Sakhalin Energy is about as big as it gets in the hydrocarbon business: two offshore production platforms in seas frozen half the year, an 800-kilometre pipeline and a liquefied natural gas plant, producing nine million tonnes of LNG for export to South Korea, Japan and the United States. Evidence of significant cost problems emerged in The Times in April last year and managers were replaced.

Shell points to soaring commodity prices: steel, cement as well as labour costs. The dollar has weakened against the ruble and the environment is posing big challenges, notably in the presence of a rare species of whale in the surrounding sea, requiring the rerouting of a submarine pipeline.
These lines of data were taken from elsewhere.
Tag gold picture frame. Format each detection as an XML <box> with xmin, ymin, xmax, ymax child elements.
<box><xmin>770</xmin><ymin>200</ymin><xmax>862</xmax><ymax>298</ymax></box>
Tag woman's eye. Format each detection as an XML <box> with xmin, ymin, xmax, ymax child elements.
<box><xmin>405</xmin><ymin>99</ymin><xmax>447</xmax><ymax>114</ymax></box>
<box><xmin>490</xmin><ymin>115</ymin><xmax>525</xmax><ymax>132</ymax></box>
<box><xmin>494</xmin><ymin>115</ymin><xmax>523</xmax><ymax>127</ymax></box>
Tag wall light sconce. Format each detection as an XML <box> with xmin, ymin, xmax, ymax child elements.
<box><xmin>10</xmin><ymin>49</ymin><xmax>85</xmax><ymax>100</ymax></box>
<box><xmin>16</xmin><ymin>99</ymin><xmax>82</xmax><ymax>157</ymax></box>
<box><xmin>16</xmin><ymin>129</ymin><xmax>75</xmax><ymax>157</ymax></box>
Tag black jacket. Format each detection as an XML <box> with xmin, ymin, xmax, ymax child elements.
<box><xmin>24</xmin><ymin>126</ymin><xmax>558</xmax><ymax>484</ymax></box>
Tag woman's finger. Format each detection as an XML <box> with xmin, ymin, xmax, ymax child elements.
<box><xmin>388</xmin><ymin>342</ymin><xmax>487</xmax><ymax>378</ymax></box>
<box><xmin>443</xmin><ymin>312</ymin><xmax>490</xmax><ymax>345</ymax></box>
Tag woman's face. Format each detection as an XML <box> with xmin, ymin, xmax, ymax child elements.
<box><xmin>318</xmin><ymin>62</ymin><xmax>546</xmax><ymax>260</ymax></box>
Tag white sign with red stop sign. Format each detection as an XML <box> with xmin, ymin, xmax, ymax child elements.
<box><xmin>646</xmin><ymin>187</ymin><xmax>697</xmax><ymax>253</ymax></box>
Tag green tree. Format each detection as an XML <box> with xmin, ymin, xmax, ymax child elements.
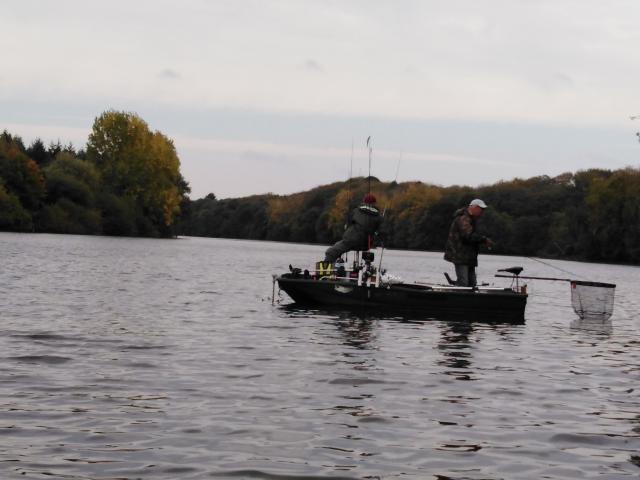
<box><xmin>39</xmin><ymin>152</ymin><xmax>102</xmax><ymax>234</ymax></box>
<box><xmin>86</xmin><ymin>110</ymin><xmax>188</xmax><ymax>236</ymax></box>
<box><xmin>585</xmin><ymin>168</ymin><xmax>640</xmax><ymax>262</ymax></box>
<box><xmin>45</xmin><ymin>152</ymin><xmax>100</xmax><ymax>205</ymax></box>
<box><xmin>0</xmin><ymin>181</ymin><xmax>33</xmax><ymax>231</ymax></box>
<box><xmin>26</xmin><ymin>138</ymin><xmax>50</xmax><ymax>166</ymax></box>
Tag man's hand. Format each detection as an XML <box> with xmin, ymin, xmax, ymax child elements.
<box><xmin>485</xmin><ymin>237</ymin><xmax>495</xmax><ymax>250</ymax></box>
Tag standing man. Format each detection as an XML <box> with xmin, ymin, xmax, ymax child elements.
<box><xmin>324</xmin><ymin>193</ymin><xmax>382</xmax><ymax>263</ymax></box>
<box><xmin>444</xmin><ymin>198</ymin><xmax>494</xmax><ymax>287</ymax></box>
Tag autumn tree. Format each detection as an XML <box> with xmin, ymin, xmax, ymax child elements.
<box><xmin>86</xmin><ymin>110</ymin><xmax>187</xmax><ymax>236</ymax></box>
<box><xmin>0</xmin><ymin>132</ymin><xmax>45</xmax><ymax>214</ymax></box>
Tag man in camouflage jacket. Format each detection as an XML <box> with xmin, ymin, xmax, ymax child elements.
<box><xmin>444</xmin><ymin>199</ymin><xmax>494</xmax><ymax>287</ymax></box>
<box><xmin>325</xmin><ymin>193</ymin><xmax>382</xmax><ymax>263</ymax></box>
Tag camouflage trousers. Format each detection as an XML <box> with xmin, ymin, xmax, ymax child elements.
<box><xmin>324</xmin><ymin>240</ymin><xmax>356</xmax><ymax>263</ymax></box>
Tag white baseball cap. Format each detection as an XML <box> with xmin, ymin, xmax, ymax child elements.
<box><xmin>469</xmin><ymin>198</ymin><xmax>487</xmax><ymax>209</ymax></box>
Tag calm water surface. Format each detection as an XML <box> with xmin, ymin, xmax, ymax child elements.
<box><xmin>1</xmin><ymin>233</ymin><xmax>639</xmax><ymax>479</ymax></box>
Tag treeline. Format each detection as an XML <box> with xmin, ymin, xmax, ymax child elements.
<box><xmin>3</xmin><ymin>115</ymin><xmax>639</xmax><ymax>264</ymax></box>
<box><xmin>0</xmin><ymin>111</ymin><xmax>189</xmax><ymax>237</ymax></box>
<box><xmin>179</xmin><ymin>169</ymin><xmax>640</xmax><ymax>264</ymax></box>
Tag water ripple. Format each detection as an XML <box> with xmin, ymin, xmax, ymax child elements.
<box><xmin>0</xmin><ymin>233</ymin><xmax>639</xmax><ymax>479</ymax></box>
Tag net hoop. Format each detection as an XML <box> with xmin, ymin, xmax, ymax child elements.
<box><xmin>571</xmin><ymin>280</ymin><xmax>616</xmax><ymax>289</ymax></box>
<box><xmin>570</xmin><ymin>280</ymin><xmax>616</xmax><ymax>321</ymax></box>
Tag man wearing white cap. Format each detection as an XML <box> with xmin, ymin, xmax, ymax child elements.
<box><xmin>444</xmin><ymin>198</ymin><xmax>494</xmax><ymax>287</ymax></box>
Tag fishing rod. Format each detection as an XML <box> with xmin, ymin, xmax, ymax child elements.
<box><xmin>394</xmin><ymin>151</ymin><xmax>402</xmax><ymax>182</ymax></box>
<box><xmin>348</xmin><ymin>138</ymin><xmax>354</xmax><ymax>217</ymax></box>
<box><xmin>345</xmin><ymin>139</ymin><xmax>354</xmax><ymax>266</ymax></box>
<box><xmin>377</xmin><ymin>151</ymin><xmax>402</xmax><ymax>276</ymax></box>
<box><xmin>495</xmin><ymin>274</ymin><xmax>572</xmax><ymax>282</ymax></box>
<box><xmin>382</xmin><ymin>151</ymin><xmax>402</xmax><ymax>217</ymax></box>
<box><xmin>366</xmin><ymin>136</ymin><xmax>372</xmax><ymax>195</ymax></box>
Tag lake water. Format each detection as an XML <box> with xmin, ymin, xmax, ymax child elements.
<box><xmin>1</xmin><ymin>232</ymin><xmax>639</xmax><ymax>480</ymax></box>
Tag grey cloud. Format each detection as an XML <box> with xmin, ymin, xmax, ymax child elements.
<box><xmin>158</xmin><ymin>68</ymin><xmax>181</xmax><ymax>79</ymax></box>
<box><xmin>301</xmin><ymin>59</ymin><xmax>324</xmax><ymax>72</ymax></box>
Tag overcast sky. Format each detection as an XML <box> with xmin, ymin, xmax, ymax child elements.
<box><xmin>2</xmin><ymin>0</ymin><xmax>639</xmax><ymax>199</ymax></box>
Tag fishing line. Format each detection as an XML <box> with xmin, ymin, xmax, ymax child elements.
<box><xmin>526</xmin><ymin>256</ymin><xmax>583</xmax><ymax>279</ymax></box>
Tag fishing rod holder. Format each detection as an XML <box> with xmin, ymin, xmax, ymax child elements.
<box><xmin>496</xmin><ymin>266</ymin><xmax>524</xmax><ymax>292</ymax></box>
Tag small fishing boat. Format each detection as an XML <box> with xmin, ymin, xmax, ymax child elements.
<box><xmin>273</xmin><ymin>254</ymin><xmax>528</xmax><ymax>324</ymax></box>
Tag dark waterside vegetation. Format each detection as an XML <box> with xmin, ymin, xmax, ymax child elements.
<box><xmin>177</xmin><ymin>170</ymin><xmax>640</xmax><ymax>265</ymax></box>
<box><xmin>1</xmin><ymin>111</ymin><xmax>189</xmax><ymax>237</ymax></box>
<box><xmin>2</xmin><ymin>114</ymin><xmax>639</xmax><ymax>263</ymax></box>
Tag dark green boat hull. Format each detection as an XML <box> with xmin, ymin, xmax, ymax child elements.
<box><xmin>276</xmin><ymin>274</ymin><xmax>527</xmax><ymax>323</ymax></box>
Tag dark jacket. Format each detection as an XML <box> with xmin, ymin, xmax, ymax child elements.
<box><xmin>343</xmin><ymin>204</ymin><xmax>382</xmax><ymax>250</ymax></box>
<box><xmin>443</xmin><ymin>207</ymin><xmax>487</xmax><ymax>266</ymax></box>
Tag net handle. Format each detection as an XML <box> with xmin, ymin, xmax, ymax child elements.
<box><xmin>495</xmin><ymin>275</ymin><xmax>616</xmax><ymax>289</ymax></box>
<box><xmin>495</xmin><ymin>274</ymin><xmax>571</xmax><ymax>282</ymax></box>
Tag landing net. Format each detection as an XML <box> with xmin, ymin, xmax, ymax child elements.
<box><xmin>570</xmin><ymin>280</ymin><xmax>616</xmax><ymax>321</ymax></box>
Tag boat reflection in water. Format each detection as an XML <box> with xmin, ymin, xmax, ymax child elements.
<box><xmin>332</xmin><ymin>317</ymin><xmax>377</xmax><ymax>350</ymax></box>
<box><xmin>437</xmin><ymin>322</ymin><xmax>475</xmax><ymax>380</ymax></box>
<box><xmin>278</xmin><ymin>304</ymin><xmax>390</xmax><ymax>350</ymax></box>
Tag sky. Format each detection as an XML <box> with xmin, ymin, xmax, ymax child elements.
<box><xmin>2</xmin><ymin>0</ymin><xmax>639</xmax><ymax>199</ymax></box>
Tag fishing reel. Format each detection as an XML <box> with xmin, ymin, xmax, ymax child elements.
<box><xmin>357</xmin><ymin>251</ymin><xmax>377</xmax><ymax>285</ymax></box>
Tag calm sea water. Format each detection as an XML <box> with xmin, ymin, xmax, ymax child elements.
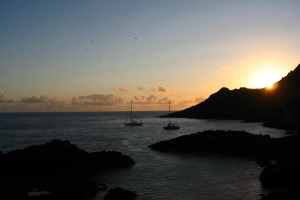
<box><xmin>0</xmin><ymin>112</ymin><xmax>286</xmax><ymax>199</ymax></box>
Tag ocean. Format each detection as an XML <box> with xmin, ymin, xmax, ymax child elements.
<box><xmin>0</xmin><ymin>112</ymin><xmax>286</xmax><ymax>199</ymax></box>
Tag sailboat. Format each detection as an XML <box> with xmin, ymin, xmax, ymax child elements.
<box><xmin>124</xmin><ymin>100</ymin><xmax>143</xmax><ymax>126</ymax></box>
<box><xmin>163</xmin><ymin>102</ymin><xmax>180</xmax><ymax>130</ymax></box>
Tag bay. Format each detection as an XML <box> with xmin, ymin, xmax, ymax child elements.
<box><xmin>0</xmin><ymin>112</ymin><xmax>286</xmax><ymax>199</ymax></box>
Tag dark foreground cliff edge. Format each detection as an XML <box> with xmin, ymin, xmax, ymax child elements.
<box><xmin>149</xmin><ymin>130</ymin><xmax>300</xmax><ymax>199</ymax></box>
<box><xmin>165</xmin><ymin>64</ymin><xmax>300</xmax><ymax>131</ymax></box>
<box><xmin>0</xmin><ymin>139</ymin><xmax>135</xmax><ymax>200</ymax></box>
Inflation is an issue, but the real difficulty is probably more sensitive. It is a problem that is troubling every major energy company: people. To be precise, a shortage of people; a chronic lack of engineers, geophysicists, cost estimators and project managers. There is a critical shortage worldwide of the skilled professionals who can erect mammoth pieces of energy infrastructure to order, on time and keep them running like clockwork.

The world wants more oil and gas, and it wants it not tomorrow but yesterday. However, the industry is struggling to deliver. The costs of Statoil’s Snohvit LNG project in the Arctic have ballooned over the original budget. In the Gulf of Mexico, BP’s Thunder Horse platform tips mysteriously into the sea, although the company reports that a passing hurricane had not damaged the facility. In Scotland, the Lord Advocate has opened a fatal accident enquiry into two deaths on a North Sea platform, amid mounting concern about inadequate maintenance on rigs. In Texas, mistakes and poor supervision cost 15 lives in an explosion at a BP refinery.

The skills shortage is widely discussed on the fringes of the oil industry — universities and colleges report dramatic reductions in undergraduate intake for petroleum degrees — but few companies will admit to having a problem. If Shell’s chief was not kept properly informed of the Sakhalin cost explosion, you might expect to see a few heads rolling. Then again, he might decide that weak heads are better than none.

Carl Mortished is international business editor for The Times in London.